The female upperclass student didn't feel threatened--she just felt like he was "crossing the line."
After experiencing a number of incidents that she characterized as sexual harassment, she decided her House deserved a heads-up.
But who to talk to? Her House sexual assault/sexual harassment (SASH) tutor?
"It didn't even cross my mind," she says.
Instead, she approached a senior tutor to discuss the incident--someone she already knew.
She says her House SASH tutor isn't visible enough.
"If I really wanted something done, I'd go a level higher," she says.
While Harvard prides itself on its Houses--where tutors are the first line of interaction between students and the administration--this decentralized system has its disadvantages.
The College handles about four or five sexual assault cases in a typical year, and may face many more which go unreported, according to Associate Dean of the College Karen E. Avery '87.

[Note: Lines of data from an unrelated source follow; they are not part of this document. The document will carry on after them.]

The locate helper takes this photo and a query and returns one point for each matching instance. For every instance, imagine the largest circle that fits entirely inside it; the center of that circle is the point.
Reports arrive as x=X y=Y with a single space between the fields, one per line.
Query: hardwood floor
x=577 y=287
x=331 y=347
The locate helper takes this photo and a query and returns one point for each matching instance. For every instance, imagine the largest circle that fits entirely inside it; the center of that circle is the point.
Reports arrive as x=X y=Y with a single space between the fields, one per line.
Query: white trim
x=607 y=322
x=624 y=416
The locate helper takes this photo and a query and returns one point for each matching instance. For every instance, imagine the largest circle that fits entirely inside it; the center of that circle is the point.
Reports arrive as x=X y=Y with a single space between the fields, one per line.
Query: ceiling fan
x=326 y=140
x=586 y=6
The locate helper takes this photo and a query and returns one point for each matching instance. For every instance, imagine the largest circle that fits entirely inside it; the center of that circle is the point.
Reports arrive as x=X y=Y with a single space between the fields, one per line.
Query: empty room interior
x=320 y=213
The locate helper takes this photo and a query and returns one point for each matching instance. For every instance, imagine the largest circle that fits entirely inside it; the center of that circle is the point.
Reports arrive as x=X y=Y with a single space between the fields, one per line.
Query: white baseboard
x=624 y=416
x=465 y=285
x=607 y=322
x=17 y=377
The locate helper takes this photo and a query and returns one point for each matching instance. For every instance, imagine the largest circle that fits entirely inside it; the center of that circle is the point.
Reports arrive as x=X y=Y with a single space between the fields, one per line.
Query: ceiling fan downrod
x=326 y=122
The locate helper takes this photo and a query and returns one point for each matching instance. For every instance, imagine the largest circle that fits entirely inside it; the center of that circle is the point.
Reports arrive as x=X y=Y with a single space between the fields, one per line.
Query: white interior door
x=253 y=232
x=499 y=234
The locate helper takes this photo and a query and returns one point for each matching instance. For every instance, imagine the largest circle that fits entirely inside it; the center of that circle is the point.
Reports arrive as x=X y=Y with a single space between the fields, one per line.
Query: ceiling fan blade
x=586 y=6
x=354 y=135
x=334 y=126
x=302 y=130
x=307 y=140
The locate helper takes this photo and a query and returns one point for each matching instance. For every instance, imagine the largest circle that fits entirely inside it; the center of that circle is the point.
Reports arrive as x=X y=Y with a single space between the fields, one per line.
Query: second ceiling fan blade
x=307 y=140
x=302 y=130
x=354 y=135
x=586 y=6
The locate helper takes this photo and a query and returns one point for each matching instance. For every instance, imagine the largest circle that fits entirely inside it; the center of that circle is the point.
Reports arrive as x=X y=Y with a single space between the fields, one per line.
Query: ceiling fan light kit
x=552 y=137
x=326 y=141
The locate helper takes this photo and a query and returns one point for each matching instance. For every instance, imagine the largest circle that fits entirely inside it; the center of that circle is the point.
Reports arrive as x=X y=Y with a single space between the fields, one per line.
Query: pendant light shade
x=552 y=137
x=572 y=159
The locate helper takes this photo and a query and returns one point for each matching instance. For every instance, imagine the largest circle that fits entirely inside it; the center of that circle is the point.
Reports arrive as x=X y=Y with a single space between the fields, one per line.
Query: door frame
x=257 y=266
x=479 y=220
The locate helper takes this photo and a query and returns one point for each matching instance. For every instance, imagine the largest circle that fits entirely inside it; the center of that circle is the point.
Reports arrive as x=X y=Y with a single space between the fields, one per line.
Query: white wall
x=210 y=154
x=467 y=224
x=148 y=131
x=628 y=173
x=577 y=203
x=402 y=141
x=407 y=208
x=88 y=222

And while the issue began to attract campus attention in the wake of two highly publicized sexual assaults, some say the current tutor-based system does not have enough resources or administrative support to deal with sexual harassment.
"People don't think it matters," says Kaitlin S. McGaw '00, co-chair of the Coalition Against Sexual Violence. "It needs broader institutional support."
Training the Tutors
The College has already made some changes to its SASH advising system in response to the demands of the coalition.

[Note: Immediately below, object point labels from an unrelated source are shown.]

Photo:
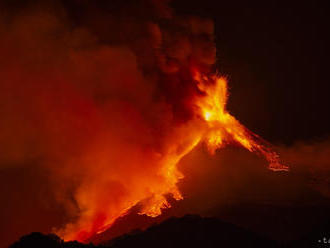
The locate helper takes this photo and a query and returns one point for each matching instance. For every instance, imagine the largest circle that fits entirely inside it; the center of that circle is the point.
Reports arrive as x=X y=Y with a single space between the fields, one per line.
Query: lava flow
x=213 y=125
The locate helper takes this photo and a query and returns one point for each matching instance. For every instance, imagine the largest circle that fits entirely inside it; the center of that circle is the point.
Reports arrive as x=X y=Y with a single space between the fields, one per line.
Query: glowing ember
x=212 y=124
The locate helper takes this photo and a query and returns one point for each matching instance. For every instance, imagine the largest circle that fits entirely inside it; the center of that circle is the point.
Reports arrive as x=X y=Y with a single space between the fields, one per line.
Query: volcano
x=120 y=115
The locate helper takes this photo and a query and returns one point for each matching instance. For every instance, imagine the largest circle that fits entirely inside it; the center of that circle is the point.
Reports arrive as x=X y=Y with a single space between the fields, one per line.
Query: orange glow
x=212 y=124
x=224 y=128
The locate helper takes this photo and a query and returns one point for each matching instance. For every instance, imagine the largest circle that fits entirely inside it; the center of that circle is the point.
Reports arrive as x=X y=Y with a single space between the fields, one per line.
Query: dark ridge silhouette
x=188 y=231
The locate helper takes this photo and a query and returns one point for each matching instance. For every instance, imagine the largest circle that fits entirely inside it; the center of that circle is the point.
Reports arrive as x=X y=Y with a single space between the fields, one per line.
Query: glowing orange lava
x=212 y=124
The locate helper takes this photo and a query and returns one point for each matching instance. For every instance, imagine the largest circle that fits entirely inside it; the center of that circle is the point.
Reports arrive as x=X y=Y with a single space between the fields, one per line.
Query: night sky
x=276 y=59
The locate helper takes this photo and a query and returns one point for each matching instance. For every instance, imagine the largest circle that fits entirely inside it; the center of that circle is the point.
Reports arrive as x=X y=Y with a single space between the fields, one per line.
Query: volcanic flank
x=103 y=108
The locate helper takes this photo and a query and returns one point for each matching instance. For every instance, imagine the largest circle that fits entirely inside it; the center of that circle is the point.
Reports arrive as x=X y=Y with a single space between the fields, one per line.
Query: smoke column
x=103 y=120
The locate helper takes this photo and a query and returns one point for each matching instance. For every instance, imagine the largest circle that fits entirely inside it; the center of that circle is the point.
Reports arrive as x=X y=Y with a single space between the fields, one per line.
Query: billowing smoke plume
x=98 y=115
x=97 y=111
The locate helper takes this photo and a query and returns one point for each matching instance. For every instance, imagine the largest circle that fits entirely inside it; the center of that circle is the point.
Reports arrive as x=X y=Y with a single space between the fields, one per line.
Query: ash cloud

The coalition has become prominent over the last few years, gaining visibility when two members of the Class of 2000, Joshua M. Elster and D. Drew Douglas, were publicly accused of rape last year.
One of the coalition's main worries: that the SASH training wasn't long enough, and that because it came in monthly installments with different speakers, tutors could potentially be confronted with issues for which they were unprepared.